Norqulova and Wang picked up a 6-3, 6-2 win over Allentown on Sept. 23 to help the Knights take a 5-0 team victory and pull within a win of .500 heading into the MCT.

“We started off kind of shaky and we weren’t moving our feet that much and we were a little down,” Norqulova said. “But I think after we hit some winner shots we started to move our feet, and we also started hitting some trick shots down the line or some drop shots that ultimately they couldn’t get to.”

The Knights singles lineup hardly dropped a game in their sweep. Picking up convincing wins were Nora Binder at first singles, Melinda Mao at second singles and Ishneet Sachar at third singles. Binder jumped from third singles last year and Sachar played second doubles.

“Nora is good,” Arnold said. “I think she’s working herself into playing these top girls. We’ve played 15 matches so far and she’s getting used to it.

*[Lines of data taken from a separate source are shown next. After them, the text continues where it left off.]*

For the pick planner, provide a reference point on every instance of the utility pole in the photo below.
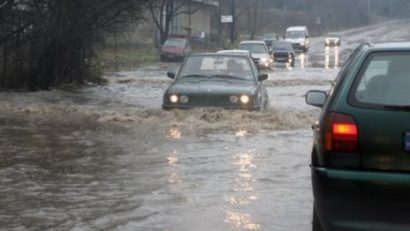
(233, 13)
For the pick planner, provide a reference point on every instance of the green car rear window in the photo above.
(384, 80)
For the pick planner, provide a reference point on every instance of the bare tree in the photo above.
(164, 11)
(47, 42)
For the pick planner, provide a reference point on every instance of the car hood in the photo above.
(260, 55)
(332, 38)
(212, 87)
(295, 40)
(172, 49)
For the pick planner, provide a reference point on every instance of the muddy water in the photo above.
(108, 158)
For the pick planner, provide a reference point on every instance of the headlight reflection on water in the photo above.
(174, 133)
(244, 192)
(174, 177)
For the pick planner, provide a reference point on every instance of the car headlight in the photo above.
(233, 99)
(184, 99)
(244, 99)
(173, 98)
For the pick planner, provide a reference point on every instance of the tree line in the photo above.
(46, 43)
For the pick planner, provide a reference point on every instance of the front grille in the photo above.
(281, 55)
(209, 100)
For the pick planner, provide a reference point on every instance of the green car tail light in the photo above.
(341, 133)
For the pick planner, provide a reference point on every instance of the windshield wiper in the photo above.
(397, 107)
(194, 76)
(227, 76)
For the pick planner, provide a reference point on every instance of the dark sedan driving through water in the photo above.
(230, 81)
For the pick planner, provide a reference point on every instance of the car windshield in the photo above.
(253, 47)
(281, 46)
(385, 80)
(269, 36)
(295, 34)
(217, 66)
(333, 35)
(175, 43)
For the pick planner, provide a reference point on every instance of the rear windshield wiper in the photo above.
(398, 107)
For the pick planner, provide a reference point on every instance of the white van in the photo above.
(299, 37)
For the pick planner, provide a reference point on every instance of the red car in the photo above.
(175, 49)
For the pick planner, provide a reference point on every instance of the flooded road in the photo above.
(109, 158)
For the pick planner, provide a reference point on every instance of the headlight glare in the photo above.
(183, 99)
(244, 99)
(233, 99)
(173, 98)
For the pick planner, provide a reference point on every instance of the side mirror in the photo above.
(262, 77)
(171, 74)
(316, 98)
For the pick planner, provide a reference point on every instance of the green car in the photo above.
(360, 161)
(224, 80)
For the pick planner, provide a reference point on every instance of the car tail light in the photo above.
(341, 133)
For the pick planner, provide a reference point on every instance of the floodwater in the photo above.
(109, 158)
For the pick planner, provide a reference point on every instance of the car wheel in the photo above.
(315, 222)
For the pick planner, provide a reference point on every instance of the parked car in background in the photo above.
(230, 81)
(260, 52)
(283, 52)
(175, 49)
(361, 153)
(333, 39)
(268, 38)
(299, 37)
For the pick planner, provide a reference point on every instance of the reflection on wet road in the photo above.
(149, 177)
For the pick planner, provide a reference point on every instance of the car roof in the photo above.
(252, 42)
(237, 54)
(297, 28)
(234, 51)
(393, 45)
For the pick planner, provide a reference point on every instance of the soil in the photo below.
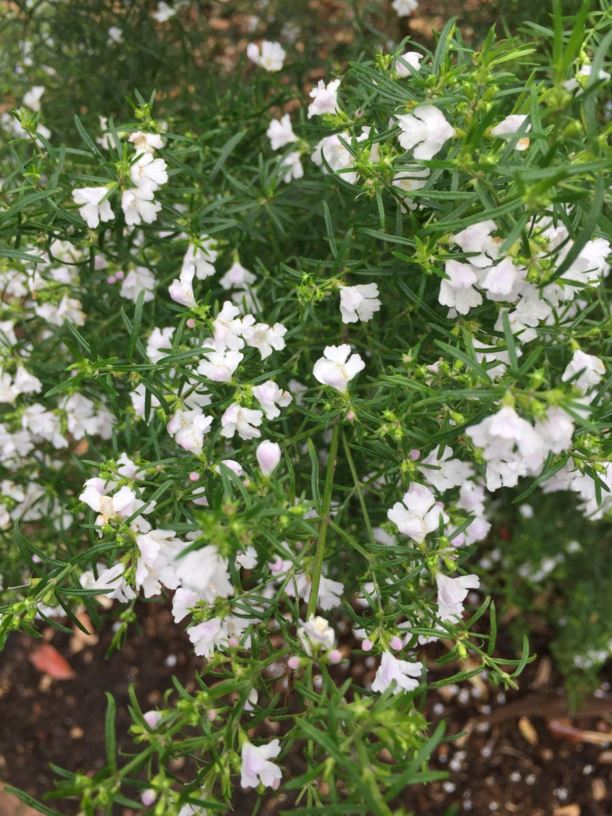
(517, 753)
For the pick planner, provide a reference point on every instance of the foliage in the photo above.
(402, 293)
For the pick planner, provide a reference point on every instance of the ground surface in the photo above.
(518, 755)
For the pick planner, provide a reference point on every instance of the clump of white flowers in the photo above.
(287, 362)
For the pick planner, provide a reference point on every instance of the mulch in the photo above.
(510, 753)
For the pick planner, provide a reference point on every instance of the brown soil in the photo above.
(519, 754)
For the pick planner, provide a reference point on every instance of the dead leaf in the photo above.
(527, 730)
(563, 729)
(49, 661)
(543, 674)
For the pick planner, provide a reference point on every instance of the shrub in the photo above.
(287, 369)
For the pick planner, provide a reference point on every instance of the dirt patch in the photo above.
(514, 753)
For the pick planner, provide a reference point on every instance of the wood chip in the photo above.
(563, 729)
(598, 790)
(49, 661)
(80, 640)
(527, 730)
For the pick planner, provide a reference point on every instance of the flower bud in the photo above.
(152, 718)
(147, 797)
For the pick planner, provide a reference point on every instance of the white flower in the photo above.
(324, 98)
(331, 151)
(183, 602)
(138, 206)
(291, 164)
(418, 514)
(32, 98)
(359, 302)
(280, 132)
(93, 209)
(136, 281)
(511, 447)
(263, 337)
(511, 125)
(120, 505)
(271, 55)
(181, 289)
(148, 173)
(426, 130)
(111, 578)
(237, 277)
(337, 367)
(585, 71)
(404, 674)
(452, 592)
(329, 595)
(159, 342)
(205, 572)
(220, 364)
(256, 766)
(245, 421)
(200, 258)
(318, 633)
(590, 370)
(502, 281)
(269, 395)
(163, 12)
(404, 8)
(146, 142)
(56, 313)
(457, 289)
(410, 58)
(332, 154)
(207, 636)
(188, 429)
(268, 456)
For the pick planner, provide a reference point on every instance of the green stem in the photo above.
(320, 551)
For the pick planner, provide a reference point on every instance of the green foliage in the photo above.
(86, 301)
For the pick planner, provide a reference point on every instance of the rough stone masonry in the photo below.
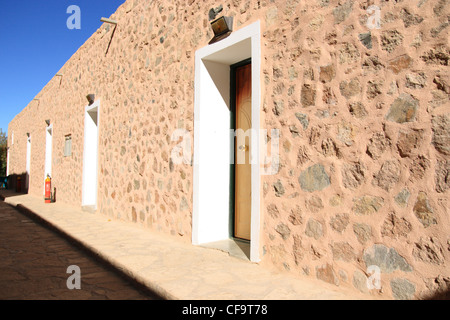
(363, 114)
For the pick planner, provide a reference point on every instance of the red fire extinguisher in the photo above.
(48, 189)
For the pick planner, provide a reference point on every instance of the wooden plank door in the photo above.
(243, 103)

“Ishneet Sachar, I think she’s gotten thrown to the wolves too,” he said. “She’s played a lot of good girls. I hope she continues what she did (Sept. 21) at Robbinsville. She played well and won by a lot.”

The top flight for the Knights this year could be their second doubles pairing of Shreyavasi Gowda and Ruhani Nigam. They dropped just two games in their straight-set victory over Allentown, and already own a win over Moorestown.

Norqulova and Wang are trying to do their part to help push the Knights to a season comparable to last year’s 14-13 record and helping them also build for the future.

Arnold is looking for his first doubles team to set a winning example. The MCT presents a big challenge with a highly competitive county meeting to determine the best in the area.

The two came into the season knowing what to expect because of last year. Gaining a year of experience at the highest level was a big plus.

“I think last year playing varsity definitely helped Catherine and me,” Norqulova said. “Even last year when we were fighting for the first doubles positon we had to prove ourselves multiple times. That gave both of us a huge confidence booster because I know throughout the harder schools, we would use that pressure and motivate ourselves to play even better. Last year, it was tough to get and stay on first doubles, but in the end I think it was all worth it.”

Norqulova and Wang are enjoying the chance to play their final matches together after their friendship and partnership has blossomed over the past four years.

“We never talked to each other before,” Norqulova said. “It was from tennis that we actually met. I think the teamwork just worked out.”